Reiner_gamma
This is an image of the Reiner Gamma lunar swirl from NASA's Lunar Reconnaissance Orbiter. NASA LRO WAC science team

The moon, our only natural satellite, has long been a subject of major scientific studies and missions. It hosts a range of surface formations that provide insight into its birth and evolution over billions of years.

Many of these features are easy to study, but one particular element has drawn a lot of attention from the scientific community – strange swirls seen at different parts of the lunar surface.

These bright and dark patterns, one of which has been named Reiner Gamma, resemble snaky swirls in a mug of cream and coincide with locally elevated but powerful magnetic fields. Scientists believe these fields deflect solar wind particles, slowing down lunar surface weather and forming the distinct marks.

While all of this seems pretty simple, scientists have long faced trouble to understand how these localized magnetic fields formed in the first place.

“The cause of those magnetic fields, and thus of the swirls themselves, had long been a mystery,” Sonia Tikoo, an assistant professor at Rutgers University, said in a statement. “To solve it, we had to find out what kind of geological feature could produce these magnetic fields – and why their magnetism is so powerful.”

So, Tikoo partnered with researchers from the University of California to develop mathematical models that could explain how magnetic fields and the swirls associated with them are produced. The findings of their work revealed the swirls are located above narrow magnetic objects buried close to the lunar surface.

These objects, as the team explained, matched the description of lava tubes and dikes formed during volcanic activity on the surface of the moon some 3 billion years ago. But how could these volcanic features be highly magnetic?

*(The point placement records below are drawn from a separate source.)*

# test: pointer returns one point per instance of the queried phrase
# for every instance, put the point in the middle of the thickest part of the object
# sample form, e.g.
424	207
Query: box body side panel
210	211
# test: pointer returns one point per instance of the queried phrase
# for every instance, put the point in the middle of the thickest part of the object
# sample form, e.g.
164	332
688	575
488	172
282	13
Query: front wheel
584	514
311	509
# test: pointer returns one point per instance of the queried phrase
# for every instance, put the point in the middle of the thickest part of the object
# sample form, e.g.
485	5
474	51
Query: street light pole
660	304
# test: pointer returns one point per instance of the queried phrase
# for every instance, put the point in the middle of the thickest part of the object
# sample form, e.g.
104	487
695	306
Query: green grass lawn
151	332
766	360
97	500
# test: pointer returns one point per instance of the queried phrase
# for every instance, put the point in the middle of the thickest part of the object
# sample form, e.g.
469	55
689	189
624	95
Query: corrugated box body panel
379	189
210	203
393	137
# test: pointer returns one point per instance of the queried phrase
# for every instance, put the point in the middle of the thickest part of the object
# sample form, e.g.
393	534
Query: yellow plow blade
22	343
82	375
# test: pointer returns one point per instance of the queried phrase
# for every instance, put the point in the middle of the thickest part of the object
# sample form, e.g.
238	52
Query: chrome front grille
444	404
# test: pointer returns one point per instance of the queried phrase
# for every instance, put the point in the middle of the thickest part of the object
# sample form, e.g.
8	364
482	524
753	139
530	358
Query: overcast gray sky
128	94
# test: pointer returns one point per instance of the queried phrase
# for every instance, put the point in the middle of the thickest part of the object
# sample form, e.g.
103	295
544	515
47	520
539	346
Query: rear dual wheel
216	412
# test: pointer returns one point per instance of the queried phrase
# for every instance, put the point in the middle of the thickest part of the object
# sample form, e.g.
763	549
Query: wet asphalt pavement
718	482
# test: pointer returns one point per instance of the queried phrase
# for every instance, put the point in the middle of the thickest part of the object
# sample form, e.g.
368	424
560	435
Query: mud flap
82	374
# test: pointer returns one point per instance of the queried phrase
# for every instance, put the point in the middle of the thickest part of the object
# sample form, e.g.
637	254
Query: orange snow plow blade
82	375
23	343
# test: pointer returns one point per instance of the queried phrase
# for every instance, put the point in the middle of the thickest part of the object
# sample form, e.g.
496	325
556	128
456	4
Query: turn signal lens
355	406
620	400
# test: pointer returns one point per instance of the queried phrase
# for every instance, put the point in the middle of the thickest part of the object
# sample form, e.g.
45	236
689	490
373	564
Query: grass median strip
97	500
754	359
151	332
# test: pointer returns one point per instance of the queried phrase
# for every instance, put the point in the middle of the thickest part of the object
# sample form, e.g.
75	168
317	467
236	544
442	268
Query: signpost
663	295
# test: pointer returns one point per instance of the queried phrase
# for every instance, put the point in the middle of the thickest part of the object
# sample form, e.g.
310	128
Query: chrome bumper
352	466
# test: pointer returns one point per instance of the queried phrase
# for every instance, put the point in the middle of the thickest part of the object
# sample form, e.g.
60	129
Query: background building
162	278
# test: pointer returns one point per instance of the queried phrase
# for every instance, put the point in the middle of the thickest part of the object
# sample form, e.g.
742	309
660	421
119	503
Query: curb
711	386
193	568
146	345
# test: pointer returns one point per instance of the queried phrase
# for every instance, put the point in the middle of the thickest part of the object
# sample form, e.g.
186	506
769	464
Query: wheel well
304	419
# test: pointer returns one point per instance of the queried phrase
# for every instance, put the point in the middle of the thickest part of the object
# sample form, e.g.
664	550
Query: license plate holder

To explain the case, the researchers detailed the magnetism of lunar rocks. Over the years, various experiments have shown rocks from the satellite can become highly magnetic in oxygen-free, high-temperature environments.

As part of the process, minerals break and release metallic iron, which could be magnetized along the direction of a strong magnetic field. The moon we see today doesn’t have a global magnetic field or volcanic activity. But, previous studies have shown the ancient magnetic field of the satellite could have lasted longer than 1 to 2.5 billion years longer than previously thought.

This, as they said, could have coincided with the timing of ancient volcanic activity, turning lava tubes and dikes highly magnetic as they cooled and helping with the formation of the swirls.

“No one had thought about this reaction in terms of explaining these unusually strong magnetic features on the moon,” Tikoo said in the statement. “This was the final piece in the puzzle of understanding the magnetism that underlies these lunar swirls.”

The team believes further study of these features could provide more insight into the dynamic history of our satellite.

The study titled, “Lunar Swirl Morphology Constrains the Geometry, Magnetization, and Origins of Lunar Magnetic Anomalies,” is published in the Journal of Geophysical Research.